COSTA, SIR MICHAEL ANDREW AGNUS (1808-1884), British musical conductor and composer, the son of Cavalière Pasquale Costa, a Spaniard, was born at Naples on the 14th of February 1808. Here he became at an early age a scholar at the Royal College of Music. His cantata L’Immagine was composed when he was fifteen. In 1826 he wrote his first opera Il Delitto Punito; in 1827 another opera Il sospetto funesto. To this period belong also his oratorio La Passione, a grand Mass for four voices, a Dixit Dominus, and three symphonies. The opera Il Carcere d’Ildegonda was composed in 1828 for the Teatro Nuovo, and in 1829 Costa wrote his Malvina for Barbaja, the impresario of San Carlo. In this latter year he visited Birmingham to conduct Zingarelli’s Cantata Sacra, a setting of some verses from Isaiah ch. xii. Instead, however, of conducting, he sang the tenor part. In 1830 he settled in London, having a connexion with the King’s theatre. His ballet Kenilworth was written in 1831, the ballet Une Heure à Naples in 1832, and the ballet Sir Huon (composed for Taglioni) in 1833. In this latter year he wrote his famous quartet Ecco quel fiero istante. Malek Adhel, an opera, was produced in Paris in 1837. In 1842 he wrote the ballet music of Alma for Cerito, and in 1844 his opera Don Carlos was produced in London. Costa became a naturalized Englishman and received the honour of knighthood in 1869. He conducted the opera at Her Majesty’s from 1832 till 1846, when he seceded to the Italian Opera at Covent Garden; he was conductor of the Philharmonic Society from 1846 to 1854, of the Sacred Harmonic Society from 1848, and of the Birmingham festival from 1849. In 1855 Costa wrote Eli, and in 1864 Naaman, both for Birmingham. Meanwhile he had conducted the Bradford (1853) and Handel festivals (1857-1880), and the Leeds festivals from 1874 to 1880. On the 29th of April 1884 he died at Brighton. Costa was the great conductor of his day, but both his musical and his human sympathies were somewhat limited; his compositions have passed into oblivion, with the exception of the least admirable of them—his arrangement of the national anthem.


COSTAKI, ANTHOPOULOS (1835-1902), Turkish pasha, was born in 1835. He became a professor at the Turkish naval college; then entered the legal branch of the Turkish service, rising to the post of procureur impérial at the court of cassation. He was governor-general of Crete; and in 1895 was appointed Ottoman ambassador in London, a post which he continued to hold until his death at Constantinople in 1902. He bore throughout his career the reputation of an intelligent and upright public servant.
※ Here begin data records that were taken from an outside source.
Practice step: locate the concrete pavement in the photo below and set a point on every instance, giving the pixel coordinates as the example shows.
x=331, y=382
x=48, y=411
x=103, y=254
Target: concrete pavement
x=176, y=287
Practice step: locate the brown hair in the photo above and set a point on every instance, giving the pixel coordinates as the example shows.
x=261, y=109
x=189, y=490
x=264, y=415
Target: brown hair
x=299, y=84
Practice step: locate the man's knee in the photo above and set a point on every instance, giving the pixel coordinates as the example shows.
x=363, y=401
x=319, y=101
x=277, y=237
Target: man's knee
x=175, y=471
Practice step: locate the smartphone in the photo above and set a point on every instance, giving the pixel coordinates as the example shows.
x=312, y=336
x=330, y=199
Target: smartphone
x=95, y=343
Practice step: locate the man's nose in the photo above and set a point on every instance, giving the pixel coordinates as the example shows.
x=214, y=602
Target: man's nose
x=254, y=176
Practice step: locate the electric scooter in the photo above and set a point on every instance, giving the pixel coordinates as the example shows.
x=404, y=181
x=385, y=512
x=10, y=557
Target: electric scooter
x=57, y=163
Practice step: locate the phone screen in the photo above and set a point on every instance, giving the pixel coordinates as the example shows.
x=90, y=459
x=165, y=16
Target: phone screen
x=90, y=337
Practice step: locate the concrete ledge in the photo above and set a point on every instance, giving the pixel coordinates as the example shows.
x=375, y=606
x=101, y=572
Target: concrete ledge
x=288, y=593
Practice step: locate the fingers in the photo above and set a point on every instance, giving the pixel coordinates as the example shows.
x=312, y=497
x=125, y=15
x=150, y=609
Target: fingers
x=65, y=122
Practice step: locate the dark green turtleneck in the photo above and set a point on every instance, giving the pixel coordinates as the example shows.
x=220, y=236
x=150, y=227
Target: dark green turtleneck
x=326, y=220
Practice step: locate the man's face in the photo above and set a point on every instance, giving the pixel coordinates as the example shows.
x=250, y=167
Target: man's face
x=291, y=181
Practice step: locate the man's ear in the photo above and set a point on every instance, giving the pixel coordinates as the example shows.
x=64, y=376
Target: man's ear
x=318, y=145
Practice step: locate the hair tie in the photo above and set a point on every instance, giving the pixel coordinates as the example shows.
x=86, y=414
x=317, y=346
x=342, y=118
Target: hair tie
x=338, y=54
COSTANZO, ANGELO DI (c 1507-1591), Italian historian and poet, was born at Naples about 1507. He lived in a literary circle, and fell in love with the beautiful Vittoria Colonna. His great work, Le Istorie del regno di Napoli dal 1250 fino al 1498, first appeared at Naples in 1572, and was the fruit of thirty or forty years’ labour; but nine more years were devoted to the task before it was issued in its final form at Aquila (1581). It is still one of the best histories of Naples, and the style is distinguished by clearness, simplicity and elegance. The Rime of di Costanzo are remarkable for finical taste, for polish and frequent beauty of expression, and for strict obedience to the poetical canons of his time.

See G. Tiraboschi, Storia della letteratura italiana, vol. vii. (Florence, 1812).


COSTA RICA, a republic of Central America, bounded on the N. by Nicaragua, E. by the Caribbean Sea, S.E. and S. by Panama, S.W., W. and N.W. by the Pacific Ocean. (For map, see [Central America].) The territory thus enclosed has an area of about 18,500 sq. m., and may be roughly described as an elevated tableland, intersected by lofty mountain ranges, with their main axis trending from N.W. to S.E. It is fringed, along the coasts, by low-lying marshes and lagoons, alternating with tracts of rich soil and wastes of sand.